The majority held that achieving an accurate assessment of damages based on the losses that actually occurred was more important than considerations of contractual certainty and finality. They considered the well-established principle that damages are intended to put a party who has suffered loss due to a breach of contract in the same position as if the contract had been fully performed. While these damages are usually assessed as at the date of breach, the majority of the Lords held that this was not an absolute requirement.

In this case, since the owners could go out into the market and obtain a replacement charterer for the vessel in order to mitigate their loss, it was held that the charter rate at which the loss was to be calculated should be fixed at, or shortly after, the date of repudiation. However, the inclusion in the charterparty of clause 33 meant that the duration of the charter would always have been uncertain, as it was based on the occurrence (or otherwise) of a war. In this situation, where a contract contains a contingent provision based on future events, it was held that damages should be assessed by considering the course of these events as at the date of the assessment, not at the date of the breach. As Lord Brown stated:

“Must the judge really shut his eyes to the known facts and speculate how matters might have looked at some earlier date? Again, not without compelling reason and none appears to me.” (paragraph 78)

The Lords therefore dismissed the appeal, holding that that the arbitrator had been correct in determining that the relevant period over which to consider damages was from the repudiation on 17 December 2001 to the outbreak of war on 20 March 2003.

The dissenting opinions of Lord Bingham and Lord Walker were given on the basis that certainty was of vital importance in commercial transactions, and that this was undermined by allowing later events to influence the determination of damages.

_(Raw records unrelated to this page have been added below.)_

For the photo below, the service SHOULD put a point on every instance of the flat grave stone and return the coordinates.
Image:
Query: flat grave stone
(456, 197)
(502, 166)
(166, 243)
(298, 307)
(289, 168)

In response to these issues, Lord Scott stated that while certainty was very important, “…it is not a principle and must give way to principle”, while Lord Carswell stated that: “…considerations of certainty and finality have in this case to yield to the greater importance of achieving an accurate assessment of the damages based on the loss actually incurred.”

Commentary and Practical Implications

While this case concerned a shipping charter agreement, its implications are more wide reaching and of general application to the assessment of damages in cases of repudiatory breach.

A point made by Lord Bingham in his dissenting judgment is that had the charterers promptly honoured their obligation to pay damages the matter would have been settled well before the outbreak of the war, with the owners consequently receiving a much larger award than they eventually did. This could perhaps encourage repudiating parties who have a future event contingent provision in their favour to try to delay any proceedings as much as possible in the hope that the necessary set of circumstances arise. In his verdict with the majority, Lord Carswell recognised this danger but stated that “…courts and arbitrators have the ability to prevent such abuse if application is made to them to proceed with dispatch.”

In the light of this case, parties who are drafting contracts with clauses that are conditional on future events must consider that these may have an effect on the assessment of damages in the case of repudiation, even if the repudiation takes place before such events have in fact occurred.